226.] The universal finitude of Cognition, which lies in the one judgment, the pre-supposition of the contrast (§ 224),—a pre-supposition in contradiction of which its own act lodges protest, specialises itself more precisely on the face of its own idea. The result of that specialisation is, that its two elements receive the aspect of being diverse from each other, and, as they are at least complete, they take up the relation of 'reflection,' not of 'notion,' to one another. The assimilation of the matter, therefore, as a datum, presents itself in the light of a reception of it into categories which at the same time remain external to it, and which meet each other in the same style of diversity. Reason is active here, but it is reason in the shape of understanding. The truth which such Cognition can reach will therefore be only finite: the infinite truth (of the notion) is isolated and made transcendent, an inaccessible goal in a world of its own. Still in its external action cognition stands under the guidance of the notion, and notional principles form the secret clue to its movement.

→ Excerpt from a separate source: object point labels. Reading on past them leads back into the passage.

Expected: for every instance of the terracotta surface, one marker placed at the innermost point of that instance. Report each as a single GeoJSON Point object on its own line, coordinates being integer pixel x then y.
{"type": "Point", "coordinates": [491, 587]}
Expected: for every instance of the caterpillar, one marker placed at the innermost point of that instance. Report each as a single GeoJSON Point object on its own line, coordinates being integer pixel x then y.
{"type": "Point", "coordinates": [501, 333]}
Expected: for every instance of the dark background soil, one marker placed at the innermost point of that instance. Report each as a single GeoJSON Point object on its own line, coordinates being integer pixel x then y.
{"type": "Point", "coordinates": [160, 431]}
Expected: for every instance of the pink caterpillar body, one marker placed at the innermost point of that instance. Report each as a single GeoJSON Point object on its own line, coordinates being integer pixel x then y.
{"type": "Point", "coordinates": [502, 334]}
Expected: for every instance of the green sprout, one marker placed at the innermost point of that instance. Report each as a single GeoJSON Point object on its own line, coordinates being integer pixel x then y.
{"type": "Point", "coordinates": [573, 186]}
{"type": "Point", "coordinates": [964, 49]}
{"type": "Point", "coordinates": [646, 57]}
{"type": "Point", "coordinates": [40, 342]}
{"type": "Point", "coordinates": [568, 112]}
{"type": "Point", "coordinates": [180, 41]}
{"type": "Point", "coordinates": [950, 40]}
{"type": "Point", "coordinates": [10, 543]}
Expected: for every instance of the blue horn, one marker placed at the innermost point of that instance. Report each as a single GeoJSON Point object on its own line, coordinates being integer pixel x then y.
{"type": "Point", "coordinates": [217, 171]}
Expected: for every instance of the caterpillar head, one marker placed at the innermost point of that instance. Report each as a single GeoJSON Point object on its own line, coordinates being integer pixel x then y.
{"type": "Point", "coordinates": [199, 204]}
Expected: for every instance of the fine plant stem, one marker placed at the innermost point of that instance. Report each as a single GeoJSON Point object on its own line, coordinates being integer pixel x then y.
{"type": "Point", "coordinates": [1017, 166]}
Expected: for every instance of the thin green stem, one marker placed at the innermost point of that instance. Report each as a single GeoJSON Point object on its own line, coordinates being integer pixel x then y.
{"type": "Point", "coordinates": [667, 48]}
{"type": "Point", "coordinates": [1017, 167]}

The finitude of Cognition lies in the pre-supposition of a world already in existence, and in the consequent view of the knowing subject as a tabula rasa. The conception is one attributed to Aristotle; but no man is further than Aristotle from such an outside theory of Cognition. Such a style of Cognition does not recognise in itself the activity of the notion—an activity which it is implicitly, but not consciously. In its own estimation its procedure is passive. Really that procedure is active.

227.] Finite Cognition, when it pre-supposes what is distinguished from it to be something already existing and confronting it,—to be the various facts of external nature or of consciousness—has, in the first place, (1) Formal identity or the abstraction of universality for the form of its action. Its activity therefore consists in analysing the given concrete object, isolating its differences, and giving them the form of abstract universality. Or it leaves the concrete thing as a ground, and by setting aside the unessential-looking particulars, brings into relief a concrete universal, the Genus, or Force and Law. This is the Analytical Method.